For this whippersnapper contemplates his looming fortieth, which, if I get the honour of you reading this, Jay, I’ll confirm it gets no better. And with it reminisces his past. One concerning the thrills and pitfalls of gigging in Camden, but most poignant are those which go back to childhood; being frightened on Halloween, inspirational teachers, family discos at a village hall, and one which ingeniously sums up the whole shebang of daydreaming about the past.
Knee Deep in Nostalgia isn’t going to wow you with technological advances in sound, it isn’t going to whisk you to a fantasy world. I’d even say there’s sometimes cliché with the subject matter, but when done it’s done uniquely, insightfully reflective. There’s ingeniously uncensored meagre material here, offering a range aside the general theme of nostalgia, particularly the upbeat and carefree Coincidence, which rings almost on a level of Madness for fairground joy.

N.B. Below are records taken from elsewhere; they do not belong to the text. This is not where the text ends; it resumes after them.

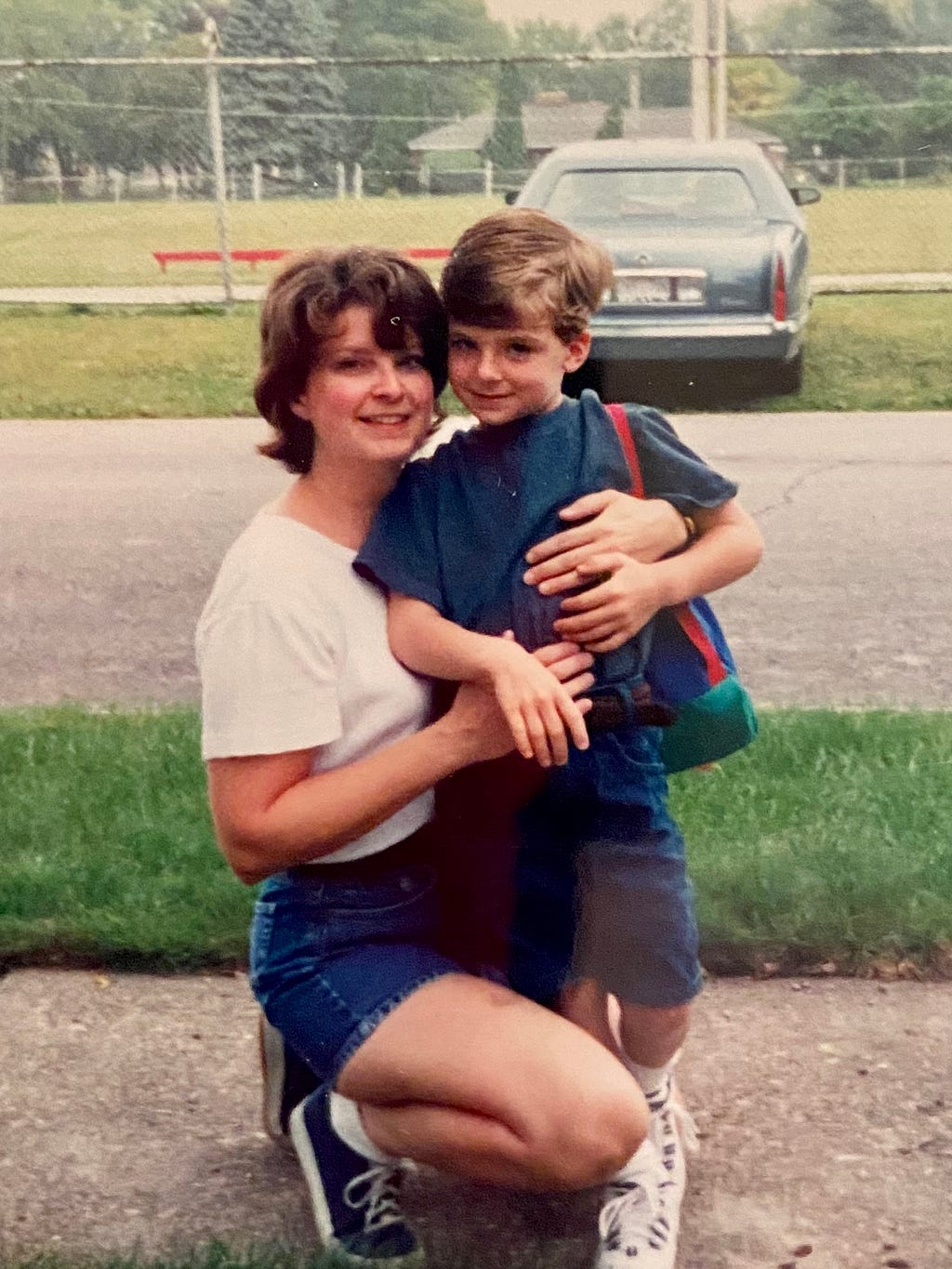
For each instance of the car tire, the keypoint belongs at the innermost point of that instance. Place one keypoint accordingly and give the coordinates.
(785, 378)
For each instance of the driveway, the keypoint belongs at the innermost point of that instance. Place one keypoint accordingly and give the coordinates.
(112, 533)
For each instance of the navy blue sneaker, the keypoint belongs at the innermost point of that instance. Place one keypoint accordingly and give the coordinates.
(355, 1200)
(285, 1080)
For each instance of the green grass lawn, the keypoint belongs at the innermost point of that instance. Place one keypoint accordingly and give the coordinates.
(881, 230)
(830, 839)
(864, 353)
(111, 244)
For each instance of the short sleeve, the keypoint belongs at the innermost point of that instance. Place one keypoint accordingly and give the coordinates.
(400, 551)
(671, 469)
(270, 681)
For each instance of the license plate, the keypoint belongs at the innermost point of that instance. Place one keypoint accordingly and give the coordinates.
(643, 291)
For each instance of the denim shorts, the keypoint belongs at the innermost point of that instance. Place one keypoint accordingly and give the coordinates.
(337, 946)
(601, 879)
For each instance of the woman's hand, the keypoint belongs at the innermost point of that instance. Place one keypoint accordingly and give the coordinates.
(643, 529)
(539, 711)
(570, 665)
(478, 713)
(617, 608)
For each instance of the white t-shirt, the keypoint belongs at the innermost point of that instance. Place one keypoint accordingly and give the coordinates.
(292, 651)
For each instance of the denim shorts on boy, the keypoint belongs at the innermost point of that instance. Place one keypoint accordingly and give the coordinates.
(602, 890)
(601, 862)
(333, 953)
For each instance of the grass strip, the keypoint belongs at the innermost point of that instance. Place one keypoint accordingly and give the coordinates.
(861, 230)
(830, 839)
(864, 353)
(214, 1255)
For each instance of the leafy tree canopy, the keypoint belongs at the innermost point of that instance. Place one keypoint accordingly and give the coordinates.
(254, 99)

The gem is precisely in its simplicity, Beans on Toast reflects and rebounds onto the listener, acknowledging their own life in his words. You may have known a crazy Australian dude, as depicted here, you may giggle at your own fondness for Finder’s Crispy Pancakes, or when the streetlights coming on was a signal to go home, and the other everyday juvenile cultural references. And for this, and more, I bloody love this album.

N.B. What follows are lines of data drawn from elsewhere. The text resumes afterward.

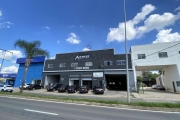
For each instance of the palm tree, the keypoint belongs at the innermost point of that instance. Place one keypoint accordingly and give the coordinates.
(30, 49)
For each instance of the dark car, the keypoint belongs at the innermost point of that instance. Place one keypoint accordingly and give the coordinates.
(34, 87)
(83, 89)
(63, 88)
(72, 89)
(54, 87)
(98, 89)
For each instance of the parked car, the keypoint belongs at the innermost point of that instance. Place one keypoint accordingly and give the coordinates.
(83, 89)
(63, 88)
(6, 88)
(54, 87)
(98, 89)
(25, 86)
(160, 87)
(72, 89)
(154, 86)
(34, 87)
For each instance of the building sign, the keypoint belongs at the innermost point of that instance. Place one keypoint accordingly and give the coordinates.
(82, 57)
(97, 74)
(81, 68)
(62, 79)
(178, 83)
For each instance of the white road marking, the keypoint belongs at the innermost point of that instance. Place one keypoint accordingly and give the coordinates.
(94, 105)
(40, 112)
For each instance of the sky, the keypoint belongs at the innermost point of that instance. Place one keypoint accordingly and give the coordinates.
(65, 26)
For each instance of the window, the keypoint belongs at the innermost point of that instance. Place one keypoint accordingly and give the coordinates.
(62, 65)
(50, 65)
(141, 56)
(163, 54)
(121, 62)
(106, 63)
(74, 64)
(88, 63)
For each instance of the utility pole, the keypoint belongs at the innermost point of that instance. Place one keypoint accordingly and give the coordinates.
(3, 58)
(127, 68)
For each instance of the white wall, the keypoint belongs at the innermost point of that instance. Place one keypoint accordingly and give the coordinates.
(152, 57)
(171, 75)
(171, 64)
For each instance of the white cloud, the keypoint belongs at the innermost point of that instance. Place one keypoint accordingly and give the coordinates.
(167, 36)
(86, 49)
(154, 21)
(48, 28)
(73, 39)
(10, 69)
(52, 57)
(158, 22)
(58, 41)
(153, 72)
(118, 33)
(177, 9)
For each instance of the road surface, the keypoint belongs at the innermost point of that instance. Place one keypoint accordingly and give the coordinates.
(22, 109)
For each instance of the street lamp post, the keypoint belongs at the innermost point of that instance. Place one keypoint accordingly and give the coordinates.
(2, 61)
(127, 71)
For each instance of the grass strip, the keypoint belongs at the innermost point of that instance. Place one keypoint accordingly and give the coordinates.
(56, 98)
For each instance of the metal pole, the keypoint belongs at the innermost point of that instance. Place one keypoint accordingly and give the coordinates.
(2, 61)
(127, 69)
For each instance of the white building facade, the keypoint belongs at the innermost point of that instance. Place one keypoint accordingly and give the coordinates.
(159, 56)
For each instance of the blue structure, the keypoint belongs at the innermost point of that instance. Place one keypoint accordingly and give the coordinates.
(9, 78)
(34, 73)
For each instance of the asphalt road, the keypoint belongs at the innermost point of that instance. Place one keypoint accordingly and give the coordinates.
(21, 109)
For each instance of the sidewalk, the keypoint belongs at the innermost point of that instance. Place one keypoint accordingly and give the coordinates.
(110, 95)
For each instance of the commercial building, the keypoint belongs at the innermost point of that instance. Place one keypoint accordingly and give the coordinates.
(8, 78)
(159, 56)
(34, 74)
(98, 67)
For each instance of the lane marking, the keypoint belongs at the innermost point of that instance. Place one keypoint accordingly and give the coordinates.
(40, 112)
(94, 105)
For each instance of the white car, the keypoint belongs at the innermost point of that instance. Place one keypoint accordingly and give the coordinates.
(6, 88)
(25, 86)
(154, 86)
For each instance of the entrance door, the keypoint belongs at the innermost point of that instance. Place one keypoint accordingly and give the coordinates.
(174, 86)
(76, 82)
(88, 83)
(100, 83)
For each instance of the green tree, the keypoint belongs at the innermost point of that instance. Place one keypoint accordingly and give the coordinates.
(30, 49)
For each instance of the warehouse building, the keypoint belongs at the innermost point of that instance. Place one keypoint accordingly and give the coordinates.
(98, 67)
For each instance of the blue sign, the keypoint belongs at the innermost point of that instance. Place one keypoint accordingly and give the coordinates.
(33, 60)
(8, 75)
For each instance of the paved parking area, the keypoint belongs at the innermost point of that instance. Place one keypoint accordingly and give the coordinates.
(154, 94)
(107, 93)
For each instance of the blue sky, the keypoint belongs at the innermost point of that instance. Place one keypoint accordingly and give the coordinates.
(69, 25)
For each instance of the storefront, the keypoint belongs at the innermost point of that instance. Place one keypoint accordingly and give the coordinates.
(88, 68)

There is a particular nugget which knocked me head-over-heels, and it’s when Beans on Toast get sentimental. Reminiscing often spawns from watching your own children, and interacting with their joy and innocence at discovering the world again. Tricky to pinpoint why having kids is overwhelmingly fantastic, being they poo on your hand, launch their dinner in your face, cost you a king’s ransom, belittle you and grow to ignore your every word, but with a simple leitmotif Beans on Toast nails it. Again, even when semimetal, nothing is psychologically challenging, it’s just the premise of The Album of the Day, which touches the heartstrings; sharing a moment with his daughter, as with alongside other memorable doings, he temps her musical taste with choices from his record collection. It sounds sickly, but I promise you, as I did earlier, this guy can pull it off with bells on.
That said, kids grow, and the fragile years, when they’d take heed and listen to Bob Marley, Dire Straits, Paul Simon, or whoever inspired you, are too short. They’ll find their own way, and you have to allow them to, as your house turns into a bass funnel and you metamorphize into your own misunderstanding parents; it’s unavoidable no matter how you might think when they were inspired by your likes, and in this, is the brilliance of the song.
I mean my offspring, they don’t even like beans on toast, right, which I think is abnormal; all kids like beans, it should be enforced! Such should this album. And it comes with an accompanying album, The Unforeseeable Future, which I could only speculate about, as the title suggests, as they didn’t send that. On the basis of this one though, I’m musically smitten.